Figure 1 – Residential land values
Coastal land values outperforming
Doron Peleg, CEO of BuyersBuyers said that the growth in Australia’s population has been a key factor in rising land values, alongside structurally lower interest rates and an increase in Australian household wealth.
Mr Peleg said, “take the state of New South Wales, where the estimated resident population has increased by round 3 million over the past four decades, while the average number of persons per household has declined significantly, creating significantly more demand for residential land”.
“Although population growth in the state has slowed dramatically through the pandemic, there was a very rapid run-up from around 2006 onwards through the mining boom years and beyond” Mr Peleg said.
Figure 2 – Estimated Resident Population of NSW
“Australia’s economy has mostly been a success story over recent decades. The recent strength in land values has been driven primarily by coastal and lifestyle locations, as wealth as prime harbourside suburbs, as buyers have used flexible working arrangements and sought more space over the past two years.”
“We expect that the demand for land will remain strong, and land values are highly likely to deliver strong price increases, particularly in the long term” Mr Peleg said.
NSW land values set to pass $3 trillion
Pete Wargent said “Warren Buffett said that when you’re buying stocks you should think about buying part ownership of a business. It’s a slightly different proposition when you’re dealing with residential land, because most market participants are buying homes to live in rather, than purchasing purely as an investment for the economic value, although you can apply similar principles.”
Mr Wargent said “the value of residential land in New South Wales hit A$2.67 trillion in the 2021 financial year, according to the Australian Bureau of Statistics estimates. For some interesting context, Apple became the first business in history to be valued at a US$3 trillion market capitalisation earlier this month”.

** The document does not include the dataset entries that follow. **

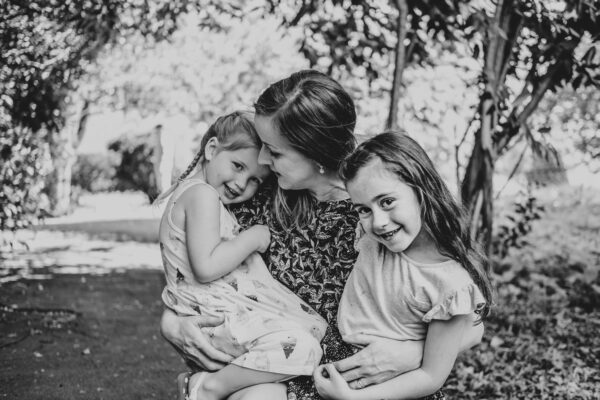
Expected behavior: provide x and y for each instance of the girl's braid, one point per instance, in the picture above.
(192, 165)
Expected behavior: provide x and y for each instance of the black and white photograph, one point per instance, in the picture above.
(299, 200)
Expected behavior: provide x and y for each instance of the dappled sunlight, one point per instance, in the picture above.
(44, 254)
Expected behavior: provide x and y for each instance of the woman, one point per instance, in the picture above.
(306, 123)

“To put that another way, and to paraphrase the great man Mr Buffett, for the same value of the Apple business today you could buy all of the residential land in the New South Wales and still be left with about a trillion Aussie dollars or so of walking around money.”

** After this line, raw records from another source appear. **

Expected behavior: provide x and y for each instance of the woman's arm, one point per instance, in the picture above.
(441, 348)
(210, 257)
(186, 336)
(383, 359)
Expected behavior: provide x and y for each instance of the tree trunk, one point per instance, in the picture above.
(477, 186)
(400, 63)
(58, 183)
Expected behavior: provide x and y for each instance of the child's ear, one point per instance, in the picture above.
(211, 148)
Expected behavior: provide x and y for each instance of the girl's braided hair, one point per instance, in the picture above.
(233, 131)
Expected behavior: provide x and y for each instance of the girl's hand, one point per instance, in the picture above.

“Buffett also says that he likes to buy stocks with the assumption that the market could close next day and not open again for 10 years - and that’s not a bad mindset for property buyers to take either”.
“The total value of Australian residential land may appear to be at nosebleed levels at $6.6 trillion, but land values always feel expensive, and they will be much higher a decade or two from now” Mr Wargent said.
“A key drawcard for long-term investors in land and property is the survivorship factor. Apple is a wonderful business, no doubt - but nobody can say for sure which companies will be the most valuable in another four decades from now. 40 years ago in 1980 the largest corporations list was dominated by Big Oil and energy, Ford, General Motors, and IBM, for example, but the economic landscape has shifted dramatically away from the dominance of these businesses”.
“Property will continue to go through cycles, but well-located residential land in cities such as Sydney and the desirable coastal suburbs of New South Wales will still be in extremely high demand 40 years from now, hence its enduring popularity”.
“However, you need to know where to buy, as not every property on a large piece of land will deliver strong price appreciation – a forward-looking view and detailed analysis is required to identify sound opportunities in this highly competitive market” Mr Wargent said.